Review of Atonement

Atonement (2007)
4/10
Cliché-ridden and emotionally inauthentic
4 January 2008
Warning: Spoilers
I'm likely the worst person to write a review of this type of movie. Films about the upper class British set in the Victorian era, the pre-WWI period, or between WWI and WWII have always bored me to sleep. Emotions get reduced to clichéd glances and facial twitches. The same holds true for Atonement, but there's the cliché of young love interrupted laid on top of all that. Since the older sister's beau had been at Cambridge for four years, and she'd kept her distance until their last summer together, any love they had was largely a fantasy about the ideals of love. Knowing the low percentage of young love that survives, I didn't believe that a woman in her early 20's in the late 1930's would carry a torch for five years while separated from her similarly-aged lover. Conversely, I couldn't believe that she didn't beat her sister within an inch of her life to make her recant her false testimony.

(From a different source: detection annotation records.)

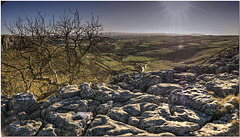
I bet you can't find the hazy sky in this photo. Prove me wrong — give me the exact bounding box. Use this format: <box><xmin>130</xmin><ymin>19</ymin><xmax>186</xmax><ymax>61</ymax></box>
<box><xmin>1</xmin><ymin>1</ymin><xmax>239</xmax><ymax>34</ymax></box>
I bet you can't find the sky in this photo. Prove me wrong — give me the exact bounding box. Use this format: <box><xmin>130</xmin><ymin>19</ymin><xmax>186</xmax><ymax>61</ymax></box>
<box><xmin>1</xmin><ymin>1</ymin><xmax>239</xmax><ymax>35</ymax></box>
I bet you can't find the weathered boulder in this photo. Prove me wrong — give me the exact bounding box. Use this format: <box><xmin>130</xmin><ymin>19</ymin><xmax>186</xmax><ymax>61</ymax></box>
<box><xmin>117</xmin><ymin>82</ymin><xmax>135</xmax><ymax>91</ymax></box>
<box><xmin>5</xmin><ymin>115</ymin><xmax>17</xmax><ymax>125</ymax></box>
<box><xmin>168</xmin><ymin>87</ymin><xmax>218</xmax><ymax>115</ymax></box>
<box><xmin>96</xmin><ymin>88</ymin><xmax>134</xmax><ymax>103</ymax></box>
<box><xmin>42</xmin><ymin>95</ymin><xmax>61</xmax><ymax>108</ymax></box>
<box><xmin>9</xmin><ymin>93</ymin><xmax>36</xmax><ymax>114</ymax></box>
<box><xmin>146</xmin><ymin>83</ymin><xmax>181</xmax><ymax>96</ymax></box>
<box><xmin>173</xmin><ymin>66</ymin><xmax>191</xmax><ymax>73</ymax></box>
<box><xmin>85</xmin><ymin>115</ymin><xmax>174</xmax><ymax>136</ymax></box>
<box><xmin>55</xmin><ymin>85</ymin><xmax>80</xmax><ymax>99</ymax></box>
<box><xmin>147</xmin><ymin>121</ymin><xmax>200</xmax><ymax>136</ymax></box>
<box><xmin>107</xmin><ymin>107</ymin><xmax>130</xmax><ymax>123</ymax></box>
<box><xmin>198</xmin><ymin>74</ymin><xmax>215</xmax><ymax>82</ymax></box>
<box><xmin>3</xmin><ymin>120</ymin><xmax>42</xmax><ymax>136</ymax></box>
<box><xmin>125</xmin><ymin>93</ymin><xmax>164</xmax><ymax>104</ymax></box>
<box><xmin>16</xmin><ymin>111</ymin><xmax>29</xmax><ymax>121</ymax></box>
<box><xmin>216</xmin><ymin>66</ymin><xmax>229</xmax><ymax>73</ymax></box>
<box><xmin>178</xmin><ymin>73</ymin><xmax>196</xmax><ymax>82</ymax></box>
<box><xmin>42</xmin><ymin>96</ymin><xmax>90</xmax><ymax>117</ymax></box>
<box><xmin>97</xmin><ymin>101</ymin><xmax>113</xmax><ymax>114</ymax></box>
<box><xmin>80</xmin><ymin>83</ymin><xmax>95</xmax><ymax>99</ymax></box>
<box><xmin>138</xmin><ymin>75</ymin><xmax>162</xmax><ymax>91</ymax></box>
<box><xmin>193</xmin><ymin>123</ymin><xmax>238</xmax><ymax>136</ymax></box>
<box><xmin>45</xmin><ymin>111</ymin><xmax>93</xmax><ymax>136</ymax></box>
<box><xmin>205</xmin><ymin>78</ymin><xmax>239</xmax><ymax>97</ymax></box>
<box><xmin>38</xmin><ymin>124</ymin><xmax>60</xmax><ymax>136</ymax></box>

Even if I had believed it, there wasn't enough character development to make me care. If the movie had covered the fracturing of the family as the result of the elder sister's estrangement, then death, or if it had covered the wrongly-convicted young man's time in prison, then there would be the basis for investing myself in the fate of the two young lovebirds. But just seeing them pine in their minds for each other, holding on to the ideal of their lover to sustain them thousands of miles apart, didn't move me.

The so-called "atonement" of the younger sister rang false, striking me as a selfish, public catharsis rather than a true repentance. In fact, in modern parlance, the younger sister displayed traits of a borderline personality, not caring about the impact her actions have on others. Nearly drowning herself at the edge of a waterfall to see if the object of her crush would rescue her, without considering his safety, is not the sign of a caring child. She was old enough and smart enough to realize that her false testimony would wrongly send a man to jail, but she didn't recant. Her storytelling couldn't possibly heal any wounds at the late date she wrote it, and her life as a writer did nothing to make up for her self-serving actions as a young girl. I doubt such a person could realize that there was anything she did that required atonement.

Further adding to the clichés is the score. I dislike movie music that overtly tries to tell me what to feel at any given moment, and the rat-a-tat-tat of the typewriter and surging strings at key moments were intrusively obvious.